Los bancos centrales apuestan por subir tipos de interés y descargar balances

Moscú, 17 ene (EFE).- Devolver los tipos de interés a valores normales y descargar los balances de los bancos centrales debe ser el objetivo a medio plazo para impulsar el crecimiento económico, concluyeron hoy en Moscú expertos de primer nivel, entre ellos el gobernador del Banco de España, Luis María Linde de Castro.

“Los bajos tipos de interés no son sanos para la economía. Tarde o temprano habrá que acabar con esta situación”, dijo Linde durante una mesa redonda sobre el papel de los bancos centrales en el mundo globalizado, celebrada en el marco del Foro Gaidar de Moscú.

Es lo que ya ha empezado a hacer la Reserva Federal de Estados Unidos y es lo que hará a medio plazo el Banco Central Europeo (BCE), que por ahora, sin embargo, prefiere mantener los estímulos monetarios y el tipo de interés de referencia en el 0 %, una cifra sin precedentes.

Los actuales tipos de interés en la mayoría de los países industrializados, en mínimos históricos, son herencia de la grave crisis económica y financiera de 2009, cuando los bancos centrales se vieron obligados a tirar por los suelos el precio del dinero para reavivar la concesión de préstamos.

Linde recordó que aquella crisis obligó a los bancos centrales a abandonar sus políticas tradicionales.

Por un lado asumieron funciones de supervisión y control de la actividad bancaria, a fin de evitar los excesos que se habían producido en la década anterior y que desembocaron en la crisis.

Por otro, tras desplomar los tipos de interés, enseguida se quedaron sin instrumentos para intervenir en la política monetaria.

“Dejamos de lado los manuales, que nos dicen que para garantizar la estabilidad financiera, los bancos centrales deben comprar valores seguros”, dijo a su vez otro invitado al debate, el presidente de JP Morgan Chase International, Jacob Frenkel.

Los bancos centrales empezaron a comprar todo tipo de activos públicos y privados, incluidos los tóxicos, para inyectar liquidez en la economía y respaldar a la banca privada.

“Entonces se creyó que sería algo temporal, pero tras una década, se está planteando el debate sobre si esas políticas son la nueva normalidad”, afirmó el que también fuera jefe del Banco de Israel en la década de los noventa.

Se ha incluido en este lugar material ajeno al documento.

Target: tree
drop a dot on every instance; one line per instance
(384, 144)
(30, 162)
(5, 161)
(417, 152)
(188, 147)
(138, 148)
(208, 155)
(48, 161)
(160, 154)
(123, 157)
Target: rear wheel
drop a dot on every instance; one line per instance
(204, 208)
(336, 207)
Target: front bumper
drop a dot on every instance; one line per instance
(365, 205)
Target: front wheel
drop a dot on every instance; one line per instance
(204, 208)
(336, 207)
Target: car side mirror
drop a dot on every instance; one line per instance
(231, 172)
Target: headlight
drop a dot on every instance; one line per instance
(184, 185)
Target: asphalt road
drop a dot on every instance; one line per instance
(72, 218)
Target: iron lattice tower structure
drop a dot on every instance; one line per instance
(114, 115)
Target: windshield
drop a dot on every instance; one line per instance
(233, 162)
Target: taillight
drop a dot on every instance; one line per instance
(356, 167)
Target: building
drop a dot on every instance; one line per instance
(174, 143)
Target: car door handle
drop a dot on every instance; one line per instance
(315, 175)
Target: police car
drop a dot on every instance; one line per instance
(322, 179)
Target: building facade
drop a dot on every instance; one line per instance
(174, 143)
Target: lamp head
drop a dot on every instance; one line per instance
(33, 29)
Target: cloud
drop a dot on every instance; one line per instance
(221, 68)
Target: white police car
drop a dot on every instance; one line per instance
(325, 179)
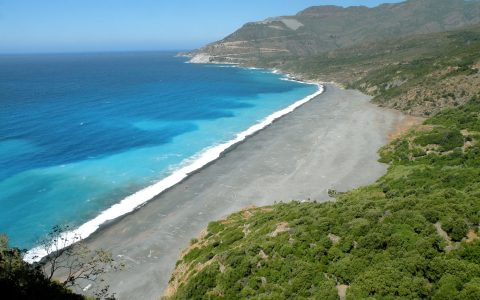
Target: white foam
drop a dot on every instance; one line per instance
(141, 197)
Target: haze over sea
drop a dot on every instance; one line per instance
(80, 132)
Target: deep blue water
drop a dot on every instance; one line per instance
(79, 132)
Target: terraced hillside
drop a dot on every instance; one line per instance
(325, 28)
(419, 75)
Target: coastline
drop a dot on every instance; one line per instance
(328, 142)
(194, 164)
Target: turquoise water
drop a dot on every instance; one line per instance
(80, 132)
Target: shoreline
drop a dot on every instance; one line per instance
(194, 164)
(329, 142)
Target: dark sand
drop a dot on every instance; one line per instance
(329, 143)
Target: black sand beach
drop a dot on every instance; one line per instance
(330, 142)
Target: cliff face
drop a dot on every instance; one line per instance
(322, 29)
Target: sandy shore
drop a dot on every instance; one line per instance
(328, 143)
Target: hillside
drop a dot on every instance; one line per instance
(419, 75)
(325, 28)
(413, 234)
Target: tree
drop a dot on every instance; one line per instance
(69, 261)
(20, 280)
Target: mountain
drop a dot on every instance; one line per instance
(414, 234)
(320, 29)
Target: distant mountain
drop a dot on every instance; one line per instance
(320, 29)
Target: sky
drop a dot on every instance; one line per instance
(53, 26)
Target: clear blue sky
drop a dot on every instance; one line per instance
(104, 25)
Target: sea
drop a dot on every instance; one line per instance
(86, 138)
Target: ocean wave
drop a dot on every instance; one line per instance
(136, 200)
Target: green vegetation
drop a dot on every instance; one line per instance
(413, 234)
(419, 74)
(19, 280)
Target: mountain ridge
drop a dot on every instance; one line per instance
(320, 29)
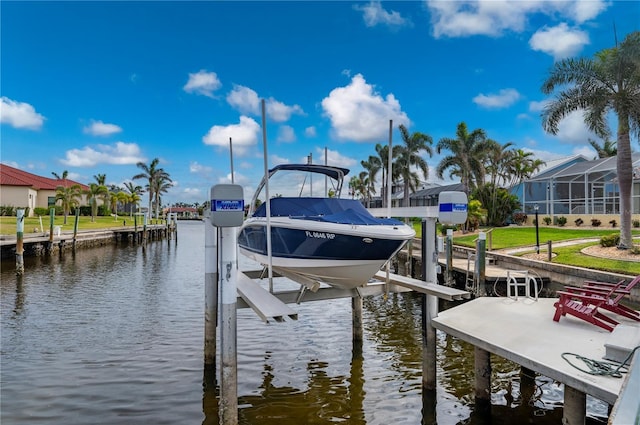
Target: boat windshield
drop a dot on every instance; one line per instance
(303, 182)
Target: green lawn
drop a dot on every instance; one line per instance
(514, 236)
(8, 224)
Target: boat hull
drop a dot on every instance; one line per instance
(341, 255)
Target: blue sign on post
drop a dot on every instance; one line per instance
(227, 205)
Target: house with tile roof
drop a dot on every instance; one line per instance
(21, 189)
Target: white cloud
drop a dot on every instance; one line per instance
(572, 129)
(360, 114)
(504, 98)
(374, 14)
(244, 135)
(560, 41)
(202, 82)
(199, 169)
(286, 134)
(334, 158)
(277, 160)
(494, 17)
(19, 114)
(120, 153)
(247, 101)
(99, 128)
(191, 193)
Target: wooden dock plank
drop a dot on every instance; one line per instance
(440, 291)
(265, 304)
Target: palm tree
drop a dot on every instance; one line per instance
(133, 197)
(69, 197)
(95, 190)
(466, 161)
(607, 149)
(610, 82)
(409, 157)
(161, 185)
(151, 174)
(62, 177)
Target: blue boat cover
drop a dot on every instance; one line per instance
(331, 210)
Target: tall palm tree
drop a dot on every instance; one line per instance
(414, 145)
(610, 82)
(151, 173)
(62, 177)
(133, 197)
(468, 151)
(69, 197)
(93, 193)
(607, 149)
(161, 185)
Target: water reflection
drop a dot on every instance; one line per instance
(115, 335)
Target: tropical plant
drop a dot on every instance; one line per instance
(69, 197)
(610, 82)
(409, 157)
(466, 161)
(93, 193)
(151, 173)
(607, 149)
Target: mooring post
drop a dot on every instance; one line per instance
(429, 304)
(481, 249)
(356, 318)
(75, 228)
(227, 214)
(575, 407)
(228, 329)
(210, 291)
(482, 361)
(449, 272)
(19, 242)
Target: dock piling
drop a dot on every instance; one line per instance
(429, 305)
(19, 242)
(228, 327)
(210, 292)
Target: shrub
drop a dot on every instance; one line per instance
(519, 218)
(609, 240)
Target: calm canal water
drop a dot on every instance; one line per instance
(114, 335)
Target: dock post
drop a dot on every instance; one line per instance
(482, 362)
(228, 329)
(356, 319)
(575, 407)
(75, 228)
(481, 248)
(449, 272)
(52, 215)
(210, 293)
(430, 305)
(19, 242)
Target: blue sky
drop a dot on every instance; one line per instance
(94, 87)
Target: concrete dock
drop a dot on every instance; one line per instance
(524, 332)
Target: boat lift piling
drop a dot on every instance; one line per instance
(226, 214)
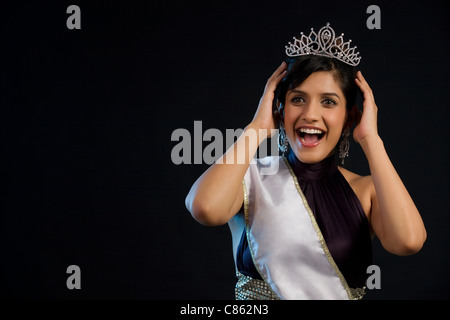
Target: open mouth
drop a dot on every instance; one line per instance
(310, 137)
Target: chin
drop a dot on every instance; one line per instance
(311, 156)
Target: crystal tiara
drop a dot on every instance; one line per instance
(324, 43)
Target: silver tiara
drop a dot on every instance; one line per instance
(324, 43)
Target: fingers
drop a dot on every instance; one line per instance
(363, 86)
(279, 74)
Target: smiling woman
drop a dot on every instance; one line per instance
(305, 232)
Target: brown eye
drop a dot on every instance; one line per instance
(297, 100)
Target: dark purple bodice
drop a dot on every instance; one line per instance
(339, 215)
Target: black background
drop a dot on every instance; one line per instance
(87, 117)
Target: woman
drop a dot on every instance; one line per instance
(305, 232)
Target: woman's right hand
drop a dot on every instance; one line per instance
(264, 117)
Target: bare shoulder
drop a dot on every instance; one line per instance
(362, 186)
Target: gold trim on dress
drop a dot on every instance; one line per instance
(247, 232)
(353, 294)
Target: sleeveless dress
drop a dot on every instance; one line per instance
(339, 215)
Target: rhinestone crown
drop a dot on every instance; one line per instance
(324, 43)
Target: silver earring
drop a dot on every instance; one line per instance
(282, 139)
(345, 145)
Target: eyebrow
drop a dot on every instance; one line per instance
(323, 94)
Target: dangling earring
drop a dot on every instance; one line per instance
(345, 145)
(282, 139)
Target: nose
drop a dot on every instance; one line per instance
(311, 112)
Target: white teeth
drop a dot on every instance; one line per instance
(311, 131)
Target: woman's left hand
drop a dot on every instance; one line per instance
(367, 126)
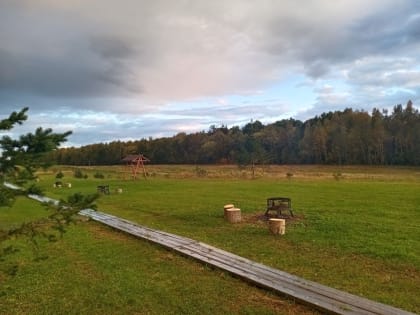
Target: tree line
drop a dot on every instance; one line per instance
(340, 137)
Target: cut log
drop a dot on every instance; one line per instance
(233, 215)
(226, 207)
(277, 226)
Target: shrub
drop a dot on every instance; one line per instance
(99, 175)
(78, 173)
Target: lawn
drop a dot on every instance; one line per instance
(357, 229)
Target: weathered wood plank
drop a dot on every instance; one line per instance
(319, 296)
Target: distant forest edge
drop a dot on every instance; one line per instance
(341, 137)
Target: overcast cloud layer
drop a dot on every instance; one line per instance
(129, 69)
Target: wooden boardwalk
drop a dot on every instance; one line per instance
(324, 298)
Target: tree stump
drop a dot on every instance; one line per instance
(233, 215)
(226, 207)
(277, 226)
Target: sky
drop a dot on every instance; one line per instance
(132, 69)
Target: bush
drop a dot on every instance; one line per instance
(78, 173)
(99, 175)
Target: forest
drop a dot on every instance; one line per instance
(341, 138)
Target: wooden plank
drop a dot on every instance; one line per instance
(319, 296)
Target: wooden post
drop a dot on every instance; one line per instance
(228, 206)
(277, 226)
(233, 215)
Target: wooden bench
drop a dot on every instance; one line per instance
(279, 204)
(103, 189)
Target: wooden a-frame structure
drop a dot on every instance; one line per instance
(134, 163)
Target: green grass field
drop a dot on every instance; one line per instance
(357, 229)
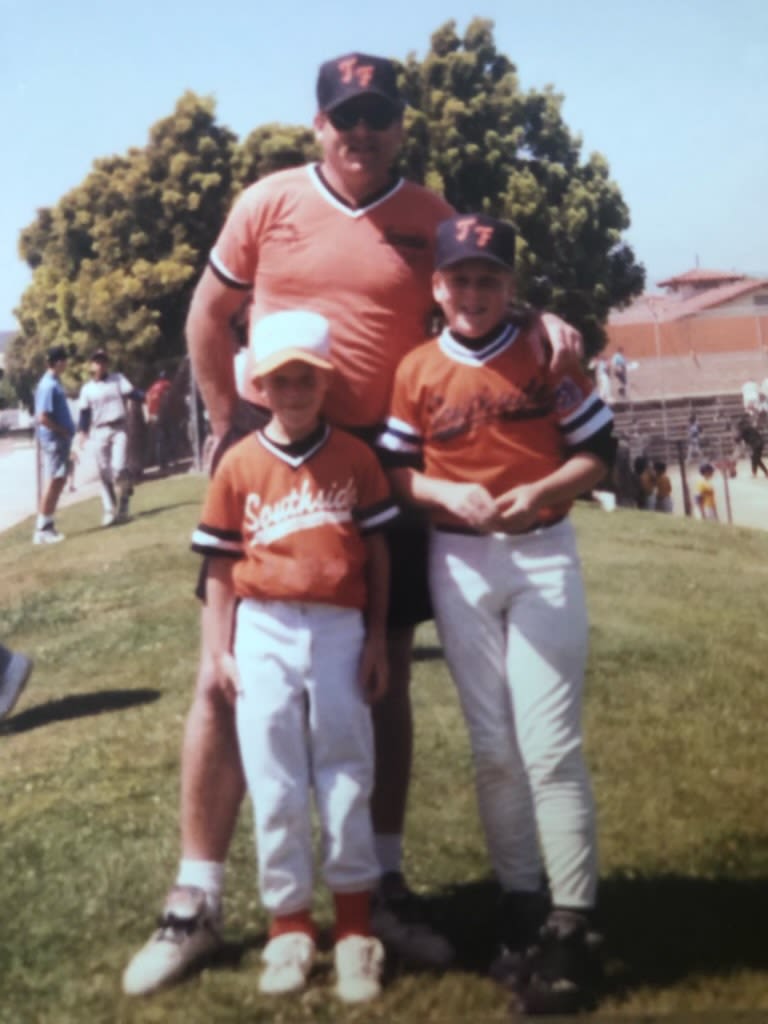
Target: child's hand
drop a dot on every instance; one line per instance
(469, 502)
(518, 509)
(373, 671)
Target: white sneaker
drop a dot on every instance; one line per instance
(48, 535)
(397, 920)
(289, 960)
(187, 933)
(359, 962)
(13, 681)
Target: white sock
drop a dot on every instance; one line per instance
(388, 852)
(205, 875)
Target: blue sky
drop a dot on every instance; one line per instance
(673, 92)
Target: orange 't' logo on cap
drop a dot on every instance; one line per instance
(349, 70)
(482, 232)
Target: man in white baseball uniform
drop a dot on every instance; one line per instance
(349, 239)
(103, 420)
(506, 444)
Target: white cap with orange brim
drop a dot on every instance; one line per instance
(283, 337)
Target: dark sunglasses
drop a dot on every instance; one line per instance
(378, 117)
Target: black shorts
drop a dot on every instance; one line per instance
(409, 557)
(247, 419)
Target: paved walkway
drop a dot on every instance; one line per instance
(17, 488)
(18, 482)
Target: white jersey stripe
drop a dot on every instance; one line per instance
(213, 544)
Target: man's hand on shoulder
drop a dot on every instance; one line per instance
(566, 342)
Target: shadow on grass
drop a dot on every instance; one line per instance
(77, 706)
(427, 652)
(656, 930)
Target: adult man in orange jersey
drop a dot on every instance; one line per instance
(348, 239)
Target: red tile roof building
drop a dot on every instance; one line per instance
(708, 334)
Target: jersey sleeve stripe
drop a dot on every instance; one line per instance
(399, 436)
(217, 541)
(376, 515)
(225, 276)
(583, 428)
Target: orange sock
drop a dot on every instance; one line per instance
(300, 921)
(352, 913)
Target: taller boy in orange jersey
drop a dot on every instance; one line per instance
(299, 506)
(497, 445)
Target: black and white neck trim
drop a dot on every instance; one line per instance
(331, 196)
(469, 352)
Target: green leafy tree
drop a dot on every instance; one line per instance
(487, 145)
(115, 261)
(272, 147)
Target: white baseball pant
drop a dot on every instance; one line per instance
(512, 620)
(111, 448)
(302, 723)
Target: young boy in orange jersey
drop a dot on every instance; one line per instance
(496, 445)
(290, 523)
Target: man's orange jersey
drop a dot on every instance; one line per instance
(296, 521)
(298, 246)
(496, 416)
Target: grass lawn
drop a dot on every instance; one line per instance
(677, 735)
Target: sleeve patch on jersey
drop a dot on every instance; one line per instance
(577, 431)
(225, 276)
(399, 436)
(210, 541)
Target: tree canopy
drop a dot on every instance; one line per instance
(115, 261)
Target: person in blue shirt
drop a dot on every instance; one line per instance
(55, 430)
(14, 671)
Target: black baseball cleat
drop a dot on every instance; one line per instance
(397, 920)
(561, 973)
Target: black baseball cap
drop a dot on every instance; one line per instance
(356, 75)
(474, 236)
(56, 353)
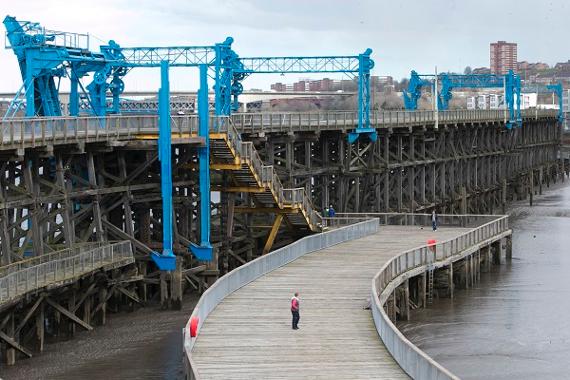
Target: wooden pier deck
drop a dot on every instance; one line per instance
(249, 335)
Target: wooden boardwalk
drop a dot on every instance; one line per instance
(249, 335)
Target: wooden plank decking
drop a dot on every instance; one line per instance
(249, 334)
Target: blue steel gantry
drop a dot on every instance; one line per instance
(46, 57)
(509, 82)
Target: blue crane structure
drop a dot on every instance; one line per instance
(549, 88)
(46, 57)
(510, 82)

En este sentido, tanto Frenkel como Linde defendieron que hay que superar lo que es una anormalidad, porque la baja inflación y los bajos tipos de interés lastran los ritmos de crecimiento económico.

“El dinero se ha ido a los fondos de inversión, cuya actividad no se traduce en beneficios para la economía real”, advirtió el presidente de JP Morgan.

Tras años de estímulos monetarios y compra de activos, los reguladores de las principales potencias han apostado por la vuelta a la normalidad, agregó el financiero.

Todos los bancos centrales del mundo industrializado se proponen un objetivo de inflación del 2 %, y para lograrlo hay que empezar a subir los tipos de interés, pero con mucha cautela para sortear los posibles obstáculos, explicó Frenkel.

“En la actual coyuntura, con el crecimiento y la inflación en cifras objetivo (en la mayoría de los países desarrollados), hay que volver a la normalidad. Pero la subida de los tipos debe ser muy gradual, de 25 en 25 puntos básicos, para valorar las consecuencias de cada movimiento”, concluyó.

Linde señaló que igualmente “hay que descargar los balances de los bancos centrales”, pero también se debe hacer con mucha cautela, “porque de lo contrario habrá un colapso”.

Rusia y otros países emergentes se encuentran en otro momento histórico, como recordó a los presentes la vicepresidenta del Banco Central ruso, Ksenia Yudáeva.

El país anfitrión acaba de lograr una inflación cercana al 4 % y esto le ha permitido bajar gradualmente el tipo de interés de referencia, que tras el último recorte en octubre se encuentra en el 8,25 %.

Yudáeva preguntó a sus colegas occidentales sobre las consecuencias que podría tener para los países emergentes la vuelta a la normalidad de las potencias industrializadas.

“No hay que quedarse quieto cuando se ve venir la tormenta. Hay que apuntalar la casa, reforzar sus paredes. Pero tampoco hay que cerrar las ventanas para resguardarse del temporal, porque así no se sentirá el olor a flores que trae el viento”, dijo Frenkel, en una poética alusión a los peligros del proteccionismo que podría seducir a los emergentes ante un cambio de coyuntura.